Source : http://www.courrierdelouest.fr/actualite/beaufort-jean-charles-taugourdeau-eradiquer-ce-terrorisme-infame-15-11-2015-244921
La naissance de l'Islam ressemble plus aux révolutions modernes qu'au lent développement du monde chrétien. L'important développement du commerce avec les empires voisins, entre les empires voisins, avait modifié les conditions de vie des tribus arabes, leurs idées, leurs vies ; en quelques décennies, ils se bâtirent leur propre empire qui, sous différents avatars, dura plus de mille ans.

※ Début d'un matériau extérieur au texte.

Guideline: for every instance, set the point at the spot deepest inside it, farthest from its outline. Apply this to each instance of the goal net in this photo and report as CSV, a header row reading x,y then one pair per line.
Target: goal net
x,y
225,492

Quelques siècles après cette brillante explosion, à partir des croisades, c'est le monde chrétien féodal qui, éblouit, tomba sous le charme de la riche culture musulmane. Mais comme il était aussi sous le charme des richesses matérielles de l'Islam, il poursuivit la destruction de ce qui était en partie devenu son maître spirituel. Et l'Occident se reconstitua en empire… marchand.
Il paraît que nos bien aimés leaders sont décidés à éliminer Daech et le "terrorisme islamiste". Ils sont pourtant, j'en suis certain, bien conscients que leur adversaire déclaré est semblable à l'Hydre de Lerne : coupez-lui une de ses têtes, il en repoussera deux ou trois autres. Ils savent donc que ce n'est qu'en l'affamant, en la privant de ses ressources, qu'ils vaincront. En particulier en éradiquant le désespoir qui se répand dans la jeunesse du monde entier. Le désespoir, conjugué à toute idéologie glorifiant la mort ou le martyr, forme la tête maîtresse de l'Hydre, l'immortelle.

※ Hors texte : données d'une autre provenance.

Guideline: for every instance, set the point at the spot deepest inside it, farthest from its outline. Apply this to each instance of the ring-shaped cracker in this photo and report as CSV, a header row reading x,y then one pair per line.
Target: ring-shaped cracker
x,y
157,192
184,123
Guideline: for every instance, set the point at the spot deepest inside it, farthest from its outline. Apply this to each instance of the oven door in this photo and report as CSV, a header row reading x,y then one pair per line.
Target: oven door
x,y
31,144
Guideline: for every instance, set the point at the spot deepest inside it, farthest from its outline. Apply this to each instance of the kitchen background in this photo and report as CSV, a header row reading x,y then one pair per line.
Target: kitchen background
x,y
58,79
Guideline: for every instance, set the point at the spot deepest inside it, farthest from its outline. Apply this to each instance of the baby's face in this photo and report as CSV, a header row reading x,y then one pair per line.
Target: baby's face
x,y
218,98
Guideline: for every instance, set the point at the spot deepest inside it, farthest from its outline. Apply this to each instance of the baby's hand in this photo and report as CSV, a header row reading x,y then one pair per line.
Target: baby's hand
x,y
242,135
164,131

Le désespoir est une énergie qui se conserve mal mais qui, pour les mêmes raisons, peut se libérer très violemment. C'est une arme de destruction qui, bien dirigée – si j'ose dire –, peut devenir massive, et nos petits maîtres savent bien qu'il y aura toujours des êtres infâmes prêts à se servir du désespoir des autres (pour la simple raison que certains d'entre-eux sont de même nature).

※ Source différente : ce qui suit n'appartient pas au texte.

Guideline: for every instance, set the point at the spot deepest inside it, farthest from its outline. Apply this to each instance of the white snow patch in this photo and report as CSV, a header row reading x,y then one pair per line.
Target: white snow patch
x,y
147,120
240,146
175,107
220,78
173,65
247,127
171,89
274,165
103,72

L'énergie du désespoir… Cela me fait penser… Les recherches gazières en Méditerranée orientale avancent bien, j'espère ? On nous parle bien peu des recherches et des découvertes gazières en Méditerranée orientale…
C'étaient, dans leur ordre chronologique, mes réflexions du week-end, visibles, comme les précédentes et les suivantes (j'espère) sur ledevenir.org.